When a party is brewing, it is not uncommon to find whipped cream traps hidden in supermarket caddies between bottles and snacks. This craze for these pastry utensils is not explained by a desire for gluttony but a search for euphoria. More than the sweet cream, it is more the nitrous oxide cartridges that are screwed into the siphons that are of more interest to young people.
“To have giggles” while inhaling laughing gas puffsor “proto”, as its aficionados call it, is it a new phenomenon? “No, objected Dr Laurent Karila, psychiatrist specializing in addictions. It’s just that we talk more about it because the phenomenon is more visible, in particular with the deaths recorded in the United Kingdom”. Across the Channel, where the trend for laughing gas is exploding, misuse and repeated consumption would have caused the death of 17 people between 2006 and 2012.
But what exactly do we reproach with this gas? If the inhalations give initially hilarious effects (voice which changes, hearing and visual distortion, giggles), they also involve side effects: “the lips and the wings of the nose burn, one can have headaches, nausea, vomiting and note muscle weakness, “says our expert.

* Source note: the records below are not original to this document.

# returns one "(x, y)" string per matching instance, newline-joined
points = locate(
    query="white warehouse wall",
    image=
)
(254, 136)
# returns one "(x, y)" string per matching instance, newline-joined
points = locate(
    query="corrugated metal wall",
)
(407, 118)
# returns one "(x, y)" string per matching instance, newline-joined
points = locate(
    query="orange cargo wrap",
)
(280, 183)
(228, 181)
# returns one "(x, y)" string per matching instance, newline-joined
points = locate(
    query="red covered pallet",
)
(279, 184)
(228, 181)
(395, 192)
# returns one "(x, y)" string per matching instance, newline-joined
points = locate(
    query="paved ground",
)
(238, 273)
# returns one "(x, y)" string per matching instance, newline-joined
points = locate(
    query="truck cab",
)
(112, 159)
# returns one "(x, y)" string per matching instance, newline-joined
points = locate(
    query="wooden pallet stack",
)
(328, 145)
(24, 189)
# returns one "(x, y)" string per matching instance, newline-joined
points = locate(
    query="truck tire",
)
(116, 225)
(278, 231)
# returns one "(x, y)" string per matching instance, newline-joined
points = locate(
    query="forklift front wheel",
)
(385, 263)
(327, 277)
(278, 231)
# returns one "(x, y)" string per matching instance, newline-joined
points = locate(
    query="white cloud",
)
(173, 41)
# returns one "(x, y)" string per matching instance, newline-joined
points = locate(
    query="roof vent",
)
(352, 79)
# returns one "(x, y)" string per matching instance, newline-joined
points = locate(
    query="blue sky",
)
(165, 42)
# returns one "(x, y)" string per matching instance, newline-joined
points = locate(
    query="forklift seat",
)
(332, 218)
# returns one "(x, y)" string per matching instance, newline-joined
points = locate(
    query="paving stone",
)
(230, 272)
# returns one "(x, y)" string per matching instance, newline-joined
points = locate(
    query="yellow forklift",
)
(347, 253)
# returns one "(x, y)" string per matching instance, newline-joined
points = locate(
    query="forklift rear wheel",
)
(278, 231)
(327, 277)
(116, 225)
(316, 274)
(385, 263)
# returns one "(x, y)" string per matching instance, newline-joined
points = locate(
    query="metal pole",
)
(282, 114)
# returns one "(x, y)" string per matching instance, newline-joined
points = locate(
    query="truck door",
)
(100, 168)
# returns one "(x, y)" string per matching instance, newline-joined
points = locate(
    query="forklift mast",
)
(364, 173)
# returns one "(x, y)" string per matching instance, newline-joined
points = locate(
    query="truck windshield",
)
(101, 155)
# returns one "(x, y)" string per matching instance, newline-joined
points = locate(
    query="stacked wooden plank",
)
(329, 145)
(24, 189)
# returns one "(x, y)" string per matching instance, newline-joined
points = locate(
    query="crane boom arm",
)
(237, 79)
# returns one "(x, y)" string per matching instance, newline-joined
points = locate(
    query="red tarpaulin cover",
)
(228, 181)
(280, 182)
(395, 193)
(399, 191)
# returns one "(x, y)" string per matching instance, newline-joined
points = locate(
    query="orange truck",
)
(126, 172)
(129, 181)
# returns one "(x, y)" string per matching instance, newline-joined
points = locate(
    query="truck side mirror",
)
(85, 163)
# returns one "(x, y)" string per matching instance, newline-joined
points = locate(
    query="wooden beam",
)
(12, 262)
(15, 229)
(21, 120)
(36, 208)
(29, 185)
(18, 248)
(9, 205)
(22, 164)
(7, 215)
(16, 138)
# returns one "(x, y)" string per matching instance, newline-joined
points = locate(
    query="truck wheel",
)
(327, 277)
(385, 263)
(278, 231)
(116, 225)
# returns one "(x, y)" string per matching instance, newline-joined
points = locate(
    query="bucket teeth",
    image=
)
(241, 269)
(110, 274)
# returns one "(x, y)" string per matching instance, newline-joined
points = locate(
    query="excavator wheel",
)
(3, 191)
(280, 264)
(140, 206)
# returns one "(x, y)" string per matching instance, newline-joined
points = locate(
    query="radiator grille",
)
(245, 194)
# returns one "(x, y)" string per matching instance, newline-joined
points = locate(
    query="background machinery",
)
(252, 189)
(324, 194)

Worse, repeated and too frequent use of nitrous oxide can lead to heart problems, high blood pressure and neurological disorders in some people.
Not a source of addiction
Can a single take still have these harmful consequences? “An isolated take is a priori without seriousness, but it all depends on the state of health of the user, underlines Dr. Karila. In other words, the zero risk does not exist.” We cannot say that only one use is excluded from undesirable effects “.
If all danger is not removed, it would be wrong to consider nitrous oxide as a drug. A drug induces changes in the nervous system and is a source of addiction, adds the addictologist. However, “nitrous oxide is not a source of addiction, it is rather the behavior that there is around which can become an addiction”, if one gets into the habit of inhaling it at home by example.
Thanks to Dr Laurent Karila, addictologist psychiatrist and vice-president of SOS addictions.